AL PUNTO DECIMO .- Finalmente denuncian que la sentencia objetada no habría valorado las pruebas cursantes a fs. 22 y 24 de obrados, revisadas dichas pruebas literales, las mismas consisten en una fotografía que no menciona de que lugar se trata dicha toma o que autoridad autorizó la misma, así como a fs. 24 cursa plano de propiedad agrícola a nombre de Jorge Emilio Escobar Andia y Margarita Escobar de Escobar; sin embargo por las consideraciones detalladas en el presente considerando, éstas literales se constituyen en intrascendentes al no ser pruebas contundentes capaces de desvirtuar todo lo esgrimido, en consecuencia tampoco corresponde mayor abundamiento sobre este particular.

EN CUANTO AL RECURSO DE CASACION EN LA FORMA:

Los recurrentes señalan que la demanda está dirigida a la reivindicación de 628.25 m2; sin embargo la jueza a quo habría desarrollado audiencia fijando puntos de hecho a probar como ser en el numeral 1 y 2 para los "demandados" y el numeral 1 también para los "demandados", inobservando el art. 83-5 de la L. N° 1715, incorporando al proceso agrario elementos a probar que no fueron demandados, violando el debido proceso establecido en el art. 115 y 117 de la C.P.E.

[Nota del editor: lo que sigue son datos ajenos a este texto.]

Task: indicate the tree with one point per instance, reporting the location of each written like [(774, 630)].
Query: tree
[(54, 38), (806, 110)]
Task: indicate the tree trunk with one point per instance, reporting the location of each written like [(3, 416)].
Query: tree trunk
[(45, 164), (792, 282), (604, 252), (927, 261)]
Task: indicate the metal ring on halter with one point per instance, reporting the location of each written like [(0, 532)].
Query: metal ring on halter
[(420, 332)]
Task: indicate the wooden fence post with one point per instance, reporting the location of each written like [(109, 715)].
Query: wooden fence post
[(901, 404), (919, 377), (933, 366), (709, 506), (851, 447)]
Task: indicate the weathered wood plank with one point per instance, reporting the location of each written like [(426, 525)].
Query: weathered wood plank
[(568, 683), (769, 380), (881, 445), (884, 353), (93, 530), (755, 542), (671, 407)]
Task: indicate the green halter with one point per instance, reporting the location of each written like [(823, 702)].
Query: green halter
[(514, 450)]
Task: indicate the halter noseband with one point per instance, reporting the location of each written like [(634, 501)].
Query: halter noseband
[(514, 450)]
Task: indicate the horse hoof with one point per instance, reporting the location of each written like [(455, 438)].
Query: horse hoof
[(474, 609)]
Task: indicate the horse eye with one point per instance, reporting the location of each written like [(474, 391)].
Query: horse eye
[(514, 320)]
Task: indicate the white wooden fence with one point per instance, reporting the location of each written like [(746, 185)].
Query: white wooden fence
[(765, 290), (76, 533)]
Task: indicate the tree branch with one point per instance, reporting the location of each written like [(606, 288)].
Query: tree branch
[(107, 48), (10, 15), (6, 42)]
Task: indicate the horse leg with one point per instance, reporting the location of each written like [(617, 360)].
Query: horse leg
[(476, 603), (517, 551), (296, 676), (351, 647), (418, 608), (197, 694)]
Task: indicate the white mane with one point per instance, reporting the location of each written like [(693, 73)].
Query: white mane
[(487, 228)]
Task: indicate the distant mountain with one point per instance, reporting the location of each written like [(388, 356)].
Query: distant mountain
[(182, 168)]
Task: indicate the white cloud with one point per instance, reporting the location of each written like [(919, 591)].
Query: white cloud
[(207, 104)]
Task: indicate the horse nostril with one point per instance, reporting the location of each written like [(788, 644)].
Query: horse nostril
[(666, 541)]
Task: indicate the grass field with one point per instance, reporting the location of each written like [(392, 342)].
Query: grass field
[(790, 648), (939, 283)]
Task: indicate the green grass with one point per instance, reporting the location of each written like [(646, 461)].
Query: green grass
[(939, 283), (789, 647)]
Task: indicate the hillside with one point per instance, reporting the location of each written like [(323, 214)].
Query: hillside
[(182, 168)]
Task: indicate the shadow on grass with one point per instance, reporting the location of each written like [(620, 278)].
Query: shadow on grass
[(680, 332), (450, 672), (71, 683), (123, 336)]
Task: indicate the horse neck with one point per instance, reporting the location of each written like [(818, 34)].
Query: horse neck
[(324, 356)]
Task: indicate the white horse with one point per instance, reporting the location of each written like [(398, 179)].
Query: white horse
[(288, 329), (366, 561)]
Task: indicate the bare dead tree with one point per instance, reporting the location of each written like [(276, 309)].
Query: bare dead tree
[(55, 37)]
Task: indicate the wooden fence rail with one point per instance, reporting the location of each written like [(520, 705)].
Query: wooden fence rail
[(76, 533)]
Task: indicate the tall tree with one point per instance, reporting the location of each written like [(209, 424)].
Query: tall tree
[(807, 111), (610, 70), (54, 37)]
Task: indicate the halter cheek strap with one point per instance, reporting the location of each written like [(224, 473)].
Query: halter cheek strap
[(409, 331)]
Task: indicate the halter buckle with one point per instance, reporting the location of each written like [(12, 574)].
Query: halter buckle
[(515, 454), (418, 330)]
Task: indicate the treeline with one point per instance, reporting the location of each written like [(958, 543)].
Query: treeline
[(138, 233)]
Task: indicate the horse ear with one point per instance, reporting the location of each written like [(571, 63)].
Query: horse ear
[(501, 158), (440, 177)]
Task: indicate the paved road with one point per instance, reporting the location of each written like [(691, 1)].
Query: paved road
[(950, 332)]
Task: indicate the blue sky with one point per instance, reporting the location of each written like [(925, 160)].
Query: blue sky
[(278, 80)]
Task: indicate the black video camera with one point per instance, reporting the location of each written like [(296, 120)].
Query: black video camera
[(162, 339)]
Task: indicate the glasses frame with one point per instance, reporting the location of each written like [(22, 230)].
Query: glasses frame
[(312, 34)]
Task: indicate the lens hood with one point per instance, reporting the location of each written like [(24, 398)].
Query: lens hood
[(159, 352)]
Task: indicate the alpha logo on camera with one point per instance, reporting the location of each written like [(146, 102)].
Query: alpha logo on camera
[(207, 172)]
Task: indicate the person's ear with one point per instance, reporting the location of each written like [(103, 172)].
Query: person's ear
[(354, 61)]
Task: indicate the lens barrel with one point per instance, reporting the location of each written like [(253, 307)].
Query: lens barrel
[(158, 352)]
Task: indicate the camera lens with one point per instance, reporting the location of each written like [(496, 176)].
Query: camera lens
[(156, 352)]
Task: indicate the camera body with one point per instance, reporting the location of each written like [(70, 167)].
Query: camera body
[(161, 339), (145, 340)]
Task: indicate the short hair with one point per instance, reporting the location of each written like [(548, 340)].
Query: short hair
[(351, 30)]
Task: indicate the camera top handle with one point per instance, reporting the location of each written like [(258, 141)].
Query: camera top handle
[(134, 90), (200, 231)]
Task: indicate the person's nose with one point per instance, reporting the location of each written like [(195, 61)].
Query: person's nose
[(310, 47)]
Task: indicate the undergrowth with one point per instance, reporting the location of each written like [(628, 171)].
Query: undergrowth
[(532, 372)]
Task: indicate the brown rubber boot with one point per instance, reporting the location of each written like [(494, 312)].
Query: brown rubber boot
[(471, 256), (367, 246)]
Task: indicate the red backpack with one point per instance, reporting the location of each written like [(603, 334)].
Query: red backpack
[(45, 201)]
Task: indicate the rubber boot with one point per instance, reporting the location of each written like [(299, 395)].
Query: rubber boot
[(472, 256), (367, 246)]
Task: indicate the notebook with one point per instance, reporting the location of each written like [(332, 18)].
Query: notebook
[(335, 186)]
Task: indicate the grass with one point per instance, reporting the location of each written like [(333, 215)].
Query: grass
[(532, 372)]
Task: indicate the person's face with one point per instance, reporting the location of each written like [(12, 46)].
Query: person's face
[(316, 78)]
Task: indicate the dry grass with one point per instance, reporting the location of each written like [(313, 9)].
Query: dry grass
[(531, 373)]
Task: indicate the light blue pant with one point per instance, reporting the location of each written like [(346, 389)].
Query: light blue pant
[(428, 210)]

Al respecto, de conformidad al art. 105 del Cód. Civ. que establece que la propiedad es un poder jurídico que permite gozar y disponer de una cosa; de igual forma el propietario puede reivindicar la cosa de manos de un tercero; por su parte el art. 1453 (ACCION REINVINDICATORIA) del Cód. Civ. determina: "El propietario que ha perdido la posesión de una cosa puede reivindicar de quien la posee o la detenta"; finalmente, el art. 1454 de la misma norma civil sustantiva señala: "La acción reivindicatoria es imprescriptible..."; en ese entendido, en materia agraria ahora agroambiental, necesariamente deben concurrir de manera conjunta e indivisible tres requisitos para la procedencia de esta acción: 1.- Que el demandante acredite tener derecho de propiedad con documentación idónea, 2.- Haber estado en posesión y 3.- Haber sufrido la desposesión; advirtiéndose que en la sentencia objetada, en el ultimo considerando, la jueza a quo a motivado de manera amplia sobre estos requisitos, y cuando los recurrentes manifiestan que la autoridad judicial en el punto 1 y 2 habría señalado como puntos de hecho a probar para los demandados, aspectos que no fueron demandados, la misma resulta no ser evidente, toda vez que los puntos aludidos sí tiene directa relación con el caso presente, ya que con la misma, la autoridad judicial debe establecer la procedencia o no sobre la acción reivindicatoria demandada; además los demandantes en ningún momento objetaron dicha determinación, en consecuencia no existe vicio procesal que amerite su nulidad.

Que, por lo expuesto precedentemente no es evidente que la jueza a quo hubiere violado o aplicado indebidamente la ley, menos que hubiere incurrido en error de hecho o de derecho en la apreciación de la prueba y tampoco que existe vicio procesal, correspondiendo en consecuencia resolver en ese sentido.